うなずいて、その手を取る。彼は声を出さずに、唇の動きだけで失礼を詫びてから、両腕を私の背と膝の裏に回して抱え上げた。すかさず私は彼の腰から鞘ごと剣を引き抜いて、胸の前で抱きしめる。するとそれを見たジークはふっと吐息で笑い、私を片腕で抱えなおすと、空いた手で音もなく窓を開けた。
ここは本邸の二階、その端にある階段の踊り場である。このまま階段を降るルートだと、必然的に使用人部屋の正面を通らなければならない。故に窓から外に出て、一気に飛び降りる算段である。しかし貧弱な令嬢の私では、二階分の高さとはいえうっかり大怪我しかねないわけで。
本能的に身を強張らせる私を安心させるように微笑んで、ジークは窓枠に足をかけると一息に飛び降りた。根性でなんとか悲鳴をこらえているうちに彼は軽々と着地し、間もなく私を抱えたままで歩き出す。この後は木を伝って外壁を飛び越えなければならないから、そのためだろう。
しかしやっぱり申し訳なくて、私は彼の耳に顔を寄せ、か細い声で問いかけた。
「い、今更だけど私重くない?大丈夫?」
「ええ、まったく」
同じく小声で答えたジークは言葉通り余裕そうではあったけれど、さすがに“まったく”というのは無理がある。十年前の私ならばともかく、今の私は普通に成人女性の平均くらいに身長も体重もあるのだ。重くないわけがない。
――ただし、あの頃から成長しているのは私だけではない。おとなしく運ばれながら、私はちらりとジークの横顔を見上げた。
10年前はまだ幼さが残る顔立ちで、どこか少女じみた可愛らしささえあったジークは、いつ頃からかすっかり凛々しい青年になった。耳の後ろあたりで縛り肩口へと垂らした長い金髪は、暗がりの中でも灯りを反射して、控えめながらおひさま色に輝いて見える。手も足もぐんと伸びたし、剣術の鍛錬を欠かしていないからか、密着した衣服越しにしなやかな筋肉の硬さを感じて。……などと意識し始めると妙に恥ずかしくなってきて、私は無意識に身じろいだ。
それに気づいたのか、真剣に周囲の様子を探っていた彼の夕焼け色の双眸が、うつむいた私の顔を覗き込んでくる。咄嗟に顔をそむけると、彼は不思議そうにしながら正面に視線を戻した。
とにかく、なるべく早く敷地内から脱出したかった。
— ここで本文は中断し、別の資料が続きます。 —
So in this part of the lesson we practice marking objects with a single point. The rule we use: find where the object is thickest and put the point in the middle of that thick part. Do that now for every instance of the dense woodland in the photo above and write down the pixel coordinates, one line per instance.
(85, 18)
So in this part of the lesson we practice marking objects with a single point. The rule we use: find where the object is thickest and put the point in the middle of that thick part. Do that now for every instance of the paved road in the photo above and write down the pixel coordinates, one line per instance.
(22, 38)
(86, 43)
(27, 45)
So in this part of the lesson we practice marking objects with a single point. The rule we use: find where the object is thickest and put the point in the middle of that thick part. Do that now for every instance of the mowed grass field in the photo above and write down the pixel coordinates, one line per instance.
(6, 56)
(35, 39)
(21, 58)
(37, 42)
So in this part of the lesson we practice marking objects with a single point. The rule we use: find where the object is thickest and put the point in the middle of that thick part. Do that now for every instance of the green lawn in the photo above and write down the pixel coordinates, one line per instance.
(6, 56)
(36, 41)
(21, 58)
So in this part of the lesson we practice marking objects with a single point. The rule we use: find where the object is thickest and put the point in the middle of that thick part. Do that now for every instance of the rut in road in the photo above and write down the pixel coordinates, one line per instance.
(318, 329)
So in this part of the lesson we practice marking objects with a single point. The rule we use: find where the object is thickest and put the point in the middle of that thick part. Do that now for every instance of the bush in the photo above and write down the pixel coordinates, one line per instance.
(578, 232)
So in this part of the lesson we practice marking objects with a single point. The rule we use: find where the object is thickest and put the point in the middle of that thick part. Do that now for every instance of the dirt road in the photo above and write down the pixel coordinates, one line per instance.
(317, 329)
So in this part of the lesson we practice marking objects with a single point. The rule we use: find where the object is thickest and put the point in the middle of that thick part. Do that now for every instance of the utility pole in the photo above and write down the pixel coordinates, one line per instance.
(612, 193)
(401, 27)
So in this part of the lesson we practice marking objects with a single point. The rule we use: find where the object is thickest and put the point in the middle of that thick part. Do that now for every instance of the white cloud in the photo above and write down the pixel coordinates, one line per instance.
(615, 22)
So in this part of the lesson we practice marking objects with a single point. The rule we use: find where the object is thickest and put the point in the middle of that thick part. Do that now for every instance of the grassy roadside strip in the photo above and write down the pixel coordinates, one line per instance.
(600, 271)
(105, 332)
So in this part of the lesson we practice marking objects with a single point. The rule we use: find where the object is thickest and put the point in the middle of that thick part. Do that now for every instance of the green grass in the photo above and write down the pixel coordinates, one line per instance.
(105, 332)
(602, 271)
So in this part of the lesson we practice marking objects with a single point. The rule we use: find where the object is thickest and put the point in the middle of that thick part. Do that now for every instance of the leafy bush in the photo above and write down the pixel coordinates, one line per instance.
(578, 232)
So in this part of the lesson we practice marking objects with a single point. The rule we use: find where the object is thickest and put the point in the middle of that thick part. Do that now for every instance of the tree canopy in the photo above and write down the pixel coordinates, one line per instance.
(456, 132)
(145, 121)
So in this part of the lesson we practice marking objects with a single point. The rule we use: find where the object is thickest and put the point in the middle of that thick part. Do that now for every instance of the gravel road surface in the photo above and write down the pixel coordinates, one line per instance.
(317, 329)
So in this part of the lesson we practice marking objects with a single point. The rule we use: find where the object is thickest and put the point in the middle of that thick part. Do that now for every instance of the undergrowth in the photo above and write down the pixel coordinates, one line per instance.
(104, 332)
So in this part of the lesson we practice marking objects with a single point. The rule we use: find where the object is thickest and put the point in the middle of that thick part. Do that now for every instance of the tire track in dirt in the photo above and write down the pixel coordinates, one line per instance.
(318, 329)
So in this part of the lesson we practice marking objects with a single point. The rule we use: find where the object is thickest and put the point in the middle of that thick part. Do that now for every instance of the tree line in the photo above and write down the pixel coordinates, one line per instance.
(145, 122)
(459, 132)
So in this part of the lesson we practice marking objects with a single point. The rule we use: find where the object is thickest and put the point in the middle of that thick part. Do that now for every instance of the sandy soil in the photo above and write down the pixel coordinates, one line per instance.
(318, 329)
計画の成功のためにも、他の意味でも。
屋敷を出た私たちが向かったのは、王都の地理的中心である建国記念公園――そこにそびえ立つ時計塔の足元だった。何故ならこれから行使する大魔法の魔法陣が、この時計塔を中心として構成されているからである。
十全に魔法を発動するためには、魔法陣全体に不足なく魔力を行き渡らせなくてはならない。“事象回帰魔法”の方は“魔力収東魔法”で集めた大量の魔法を使って発動するために、多少偏りがあろうとそもそもの魔力量が膨大である分誤魔化しがきく。しかし“魔力収束魔法”を発動するために使うのは私の魔力だ。十年かけた特訓で少なからず魔力量は増加しているけれど、それでも人並み程度。余裕があるとは言えないのが正直なところだ。
ならばやはり魔法陣の中心に立ち全周・全方位に向かって魔力を放出するのが、最も欠けや不足なく魔法陣全体に魔力を注ぎ込めるだろう――それが、ルクスとの議論と試行錯誤を重ねた末の結論だった。
普段この時計塔内部に立ち入るのは、整備を任された職人のみに限られている。それ故に一般の人間が不用意に入り込まないよう、入り口には頑丈な錠前が掛けられてい
た。事前に入手していた情報のとおりである。だから私はワンピースのポケットからあらかじめ作っておいた合鍵を取り出し、鍵穴へと差し込んだ。
そう頻繁に外されることがないからか、鍵穴は錆び付いていて、かなり力を入れなければ鍵を回せなかった。見かねたジークに手伝ってもらい、なんとか半回転させる。やがて錠前はがたりと重い音を立てて外れ、扉の取手に巻き付いていた鎖とともに地面へ転がった。
そうしてやっと開いた扉の先では、埃っぽい石造りの床と、天まで伸びるような長い長い古木の階段が待っていた。